이어도 해양과학기지 자료를 활용한 SMAP 인공위성 염분 검증

  • Park, Jae-Jin (Department of Science Education, Seoul National University) ;
  • Park, Kyung-Ae (Department of Earth Science Education/Research Institute of Oceanography, Seoul National University) ;
  • Kim, Hee-Young (Department of Science Education, Seoul National University) ;
  • Lee, Eunil (Ocean Research Division, Korea Hydrographic and Oceanographic Agency) ;
  • Byun, Do-Seong (Ocean Research Division, Korea Hydrographic and Oceanographic Agency) ;
  • Jeong, Kwang-Yeong (Ocean Research Division, Korea Hydrographic and Oceanographic Agency)
  • 박재진 (서울대학교 과학교육과) ;
  • 박경애 (서울대학교 지구과학교육과/해양연구소) ;
  • 김희영 (서울대학교 과학교육과) ;
  • 이은일 (국립해양조사원 해양과학조사연구실) ;
  • 변도성 (국립해양조사원 해양과학조사연구실) ;
  • 정광영 (국립해양조사원 해양과학조사연구실)
  • Received : 2020.10.13
  • Accepted : 2020.10.19
  • Published : 2020.10.31

Abstract

Salinity is not only an important variable that determines the density of the ocean but also one of the main parameters representing the global water cycle.
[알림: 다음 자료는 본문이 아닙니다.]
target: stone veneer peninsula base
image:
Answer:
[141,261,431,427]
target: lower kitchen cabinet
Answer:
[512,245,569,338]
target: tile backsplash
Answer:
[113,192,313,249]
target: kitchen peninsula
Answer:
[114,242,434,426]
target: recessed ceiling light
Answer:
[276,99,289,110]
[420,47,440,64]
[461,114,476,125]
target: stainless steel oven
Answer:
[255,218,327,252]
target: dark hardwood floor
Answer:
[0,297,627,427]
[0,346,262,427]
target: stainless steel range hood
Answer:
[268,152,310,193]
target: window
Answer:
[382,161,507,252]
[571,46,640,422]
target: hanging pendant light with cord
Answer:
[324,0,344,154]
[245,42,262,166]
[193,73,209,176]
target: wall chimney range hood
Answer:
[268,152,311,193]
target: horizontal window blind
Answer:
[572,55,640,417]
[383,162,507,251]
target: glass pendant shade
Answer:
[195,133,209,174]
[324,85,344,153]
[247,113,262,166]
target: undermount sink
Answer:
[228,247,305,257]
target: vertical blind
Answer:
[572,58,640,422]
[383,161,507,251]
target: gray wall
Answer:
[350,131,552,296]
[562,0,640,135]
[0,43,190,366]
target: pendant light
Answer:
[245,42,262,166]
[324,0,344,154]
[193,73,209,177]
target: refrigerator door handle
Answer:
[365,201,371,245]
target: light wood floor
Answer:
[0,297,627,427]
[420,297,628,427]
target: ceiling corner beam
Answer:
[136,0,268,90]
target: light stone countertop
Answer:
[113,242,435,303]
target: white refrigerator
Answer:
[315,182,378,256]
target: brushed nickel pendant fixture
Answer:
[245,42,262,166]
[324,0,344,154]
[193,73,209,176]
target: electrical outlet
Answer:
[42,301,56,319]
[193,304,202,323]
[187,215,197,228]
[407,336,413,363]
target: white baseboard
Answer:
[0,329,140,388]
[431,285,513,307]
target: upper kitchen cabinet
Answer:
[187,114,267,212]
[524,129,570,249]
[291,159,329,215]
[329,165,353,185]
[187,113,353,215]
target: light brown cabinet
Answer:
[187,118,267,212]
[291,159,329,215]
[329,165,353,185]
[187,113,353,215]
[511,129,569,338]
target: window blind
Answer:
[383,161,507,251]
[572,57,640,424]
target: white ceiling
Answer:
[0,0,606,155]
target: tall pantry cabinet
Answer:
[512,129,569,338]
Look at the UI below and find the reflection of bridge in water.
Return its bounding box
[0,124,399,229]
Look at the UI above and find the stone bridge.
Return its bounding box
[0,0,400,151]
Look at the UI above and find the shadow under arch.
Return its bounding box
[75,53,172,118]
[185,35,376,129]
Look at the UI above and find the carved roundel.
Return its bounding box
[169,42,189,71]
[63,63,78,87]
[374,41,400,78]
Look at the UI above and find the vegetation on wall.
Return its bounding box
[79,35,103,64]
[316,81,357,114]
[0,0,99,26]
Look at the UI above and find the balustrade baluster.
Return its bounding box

Ocean salinity observations have been mainly conducted using ships, Argo floats, and buoys. Since the first satellite salinity was launched in 2009, it is also possible to observe sea surface salinity in the global ocean using satellite salinity data. However, the satellite salinity data contain various errors, it is necessary to validate its accuracy before applying it as research data. In this study, the salinity accuracy between the Soil Moisture Active Passive (SMAP) satellite salinity data and the in-situ salinity data provided by the Ieodo ocean research station was evaluated, and the error characteristics were analyzed from April 2015 to August 2020. As a result, a total of 314 match-up points were produced, and the root mean square error (RMSE) and mean bias of salinity were 1.79 and 0.91 psu, respectively. Overall, the satellite salinity was overestimated compare to the in-situ salinity. Satellite salinity is dependent on various marine environmental factors such as season, sea surface temperature (SST), and wind speed. In summer, the difference between the satellite salinity and the in-situ salinity was less than 0.18 psu. This means that the accuracy of satellite salinity increases at high SST rather than at low SST. This accuracy was affected by the sensitivity of the sensor. Likewise, the error was reduced at wind speeds greater than 5 m s-1. This study suggests that satellite-derived salinity data should be used in coastal areas for limited use by checking if they are suitable for specific research purposes.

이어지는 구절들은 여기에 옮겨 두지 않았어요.